A certain number of identical resistors are connected in series and their total resistance is measured. When the resistors are disconnected and re-connected in parallel, their total resistance drops to one-percent of the value measured when they were connected in series. How many resistors are there?

Question

A certain number of identical resistors are connected in series and their total resistance is measured. When the resistors are disconnected and re-connected in parallel, their total resistance drops to one-percent of the value measured when they were connected in series. How many resistors are there?

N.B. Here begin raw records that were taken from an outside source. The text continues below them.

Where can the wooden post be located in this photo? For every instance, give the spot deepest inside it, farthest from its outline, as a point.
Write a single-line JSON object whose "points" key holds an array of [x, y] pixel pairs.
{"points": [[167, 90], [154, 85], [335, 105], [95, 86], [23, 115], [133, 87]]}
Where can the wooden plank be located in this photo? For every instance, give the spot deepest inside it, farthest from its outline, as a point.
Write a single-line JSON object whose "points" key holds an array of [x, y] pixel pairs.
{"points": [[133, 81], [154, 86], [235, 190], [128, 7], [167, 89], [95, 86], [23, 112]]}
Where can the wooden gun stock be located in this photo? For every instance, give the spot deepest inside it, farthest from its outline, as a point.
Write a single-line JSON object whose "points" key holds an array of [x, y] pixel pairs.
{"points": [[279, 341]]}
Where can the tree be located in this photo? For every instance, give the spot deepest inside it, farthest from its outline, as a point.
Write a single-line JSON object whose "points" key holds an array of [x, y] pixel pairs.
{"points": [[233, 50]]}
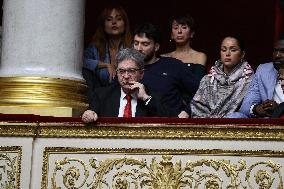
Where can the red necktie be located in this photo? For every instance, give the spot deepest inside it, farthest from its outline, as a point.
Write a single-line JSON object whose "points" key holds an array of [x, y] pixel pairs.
{"points": [[127, 108]]}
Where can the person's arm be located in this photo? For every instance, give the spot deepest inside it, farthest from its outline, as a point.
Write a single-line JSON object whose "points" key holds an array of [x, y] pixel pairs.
{"points": [[91, 58], [152, 101], [264, 109], [252, 96], [89, 116], [199, 105], [92, 62]]}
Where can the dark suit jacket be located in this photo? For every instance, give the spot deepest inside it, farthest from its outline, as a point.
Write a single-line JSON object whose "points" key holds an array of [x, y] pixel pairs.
{"points": [[105, 102], [279, 111]]}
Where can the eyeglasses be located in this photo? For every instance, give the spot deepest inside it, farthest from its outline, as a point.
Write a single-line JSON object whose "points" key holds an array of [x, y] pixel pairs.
{"points": [[130, 71]]}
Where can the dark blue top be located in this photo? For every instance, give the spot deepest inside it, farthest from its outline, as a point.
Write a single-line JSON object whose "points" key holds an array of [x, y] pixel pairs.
{"points": [[172, 78]]}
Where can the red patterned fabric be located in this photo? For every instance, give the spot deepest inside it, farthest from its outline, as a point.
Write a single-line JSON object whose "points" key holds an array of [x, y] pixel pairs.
{"points": [[127, 108]]}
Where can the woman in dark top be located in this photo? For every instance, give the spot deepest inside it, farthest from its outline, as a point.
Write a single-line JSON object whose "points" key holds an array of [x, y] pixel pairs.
{"points": [[182, 32]]}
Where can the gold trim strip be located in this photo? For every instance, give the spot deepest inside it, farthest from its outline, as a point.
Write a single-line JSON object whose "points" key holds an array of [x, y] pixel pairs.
{"points": [[42, 91], [18, 150], [146, 151], [155, 169], [79, 130]]}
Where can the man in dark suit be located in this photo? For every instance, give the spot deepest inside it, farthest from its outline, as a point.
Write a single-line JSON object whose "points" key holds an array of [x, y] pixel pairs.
{"points": [[112, 101]]}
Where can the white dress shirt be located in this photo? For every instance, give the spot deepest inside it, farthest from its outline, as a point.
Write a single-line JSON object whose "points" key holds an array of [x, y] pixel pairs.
{"points": [[123, 102]]}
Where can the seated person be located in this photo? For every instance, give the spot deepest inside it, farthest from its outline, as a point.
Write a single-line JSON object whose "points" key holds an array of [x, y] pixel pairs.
{"points": [[112, 34], [129, 98], [167, 75], [182, 32], [265, 92], [222, 91]]}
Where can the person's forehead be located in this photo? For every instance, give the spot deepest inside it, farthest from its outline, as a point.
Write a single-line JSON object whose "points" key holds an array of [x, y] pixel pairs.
{"points": [[141, 37], [279, 44], [128, 63]]}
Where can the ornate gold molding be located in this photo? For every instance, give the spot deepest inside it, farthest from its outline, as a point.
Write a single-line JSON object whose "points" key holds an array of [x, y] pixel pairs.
{"points": [[164, 171], [157, 131], [10, 166], [40, 92]]}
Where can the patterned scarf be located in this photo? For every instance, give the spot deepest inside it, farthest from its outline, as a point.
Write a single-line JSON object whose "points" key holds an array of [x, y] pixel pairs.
{"points": [[219, 93]]}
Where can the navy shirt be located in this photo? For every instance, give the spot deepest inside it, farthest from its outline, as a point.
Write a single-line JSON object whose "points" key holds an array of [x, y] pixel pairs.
{"points": [[172, 78]]}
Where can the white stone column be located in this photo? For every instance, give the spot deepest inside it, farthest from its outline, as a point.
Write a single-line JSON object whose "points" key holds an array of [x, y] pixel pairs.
{"points": [[42, 50], [43, 38]]}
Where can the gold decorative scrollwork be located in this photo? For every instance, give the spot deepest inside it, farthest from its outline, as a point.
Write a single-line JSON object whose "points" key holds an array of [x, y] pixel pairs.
{"points": [[264, 175], [8, 170], [163, 172], [71, 175]]}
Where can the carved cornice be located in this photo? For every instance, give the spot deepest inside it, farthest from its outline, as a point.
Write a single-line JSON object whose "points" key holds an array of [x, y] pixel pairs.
{"points": [[157, 131], [164, 169], [10, 165]]}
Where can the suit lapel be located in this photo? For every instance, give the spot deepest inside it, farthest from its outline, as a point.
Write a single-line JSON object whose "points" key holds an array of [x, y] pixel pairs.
{"points": [[140, 109], [112, 105]]}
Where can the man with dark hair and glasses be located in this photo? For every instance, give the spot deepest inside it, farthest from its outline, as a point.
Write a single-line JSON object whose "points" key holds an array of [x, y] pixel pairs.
{"points": [[128, 98], [171, 77]]}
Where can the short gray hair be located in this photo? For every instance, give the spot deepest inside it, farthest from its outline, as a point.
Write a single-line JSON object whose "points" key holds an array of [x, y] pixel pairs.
{"points": [[131, 54]]}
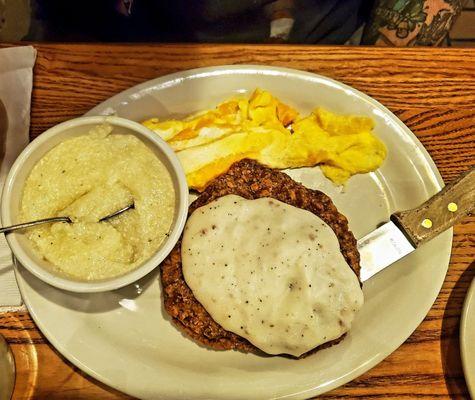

For this question, I know the answer. What I need help with is finding assumptions and/or simplifications:

Determine which physics concepts and/or laws are involved and what assumptions and/or simplifications can be made about the physical situation in order to apply them. What simplifications are reasonable? The assumptions which simplify the problem must be explicitly stated and consistent with the applicable concepts. For example, if momentum conservation is being applied to a system of two cars in a collision, then friction from the road will be ignored since it is an external force and the system has been simplified to have no external forces in order to apply the conservation law.

Answer 1

To solve this problem, we need to apply the concepts of resistance in series and parallel circuits.

Assumptions:
1. The resistors are identical, which means they have the same resistance value.
2. The resistors are perfectly connected in series and parallel.
3. The resistors have negligible internal resistance.

Simplifications:
1. We will assume that the wires connecting the resistors have negligible resistance.
2. We will ignore any other components in the circuit that may affect the overall resistance.
3. We will consider only the ideal behavior of the resistors according to Ohm's Law, where resistance remains constant with variation in current and voltage.

With these assumptions and simplifications in mind, we can now solve the problem.

Let's assume the resistance of each resistor is R.

When resistors are connected in series, their total resistance adds up. So, if there are n resistors in series, the total resistance (Rs) can be calculated as:

Rs = n * R (Equation 1)

When resistors are connected in parallel, the total resistance reduces according to the formula:

1/Rp = (1/R) + (1/R) + ... + (1/R) (Equation 2)
= n/R

Rearranging Equation 2, we get:

Rp = R/n (Equation 3)

Given that the total resistance in parallel is one-percent (1/100) of the total resistance in series, we can equate Equation 3 to Equation 1:

Rp = Rs/100

Substituting Rs = n * R and solving for n:

R/n = (n * R)/100

Cross-multiplying:

100 * R = n^2 * R

Dividing both sides by R:

100 = n^2

Taking the square root of both sides:

n = √100 = 10

Therefore, there are 10 resistors in the circuit.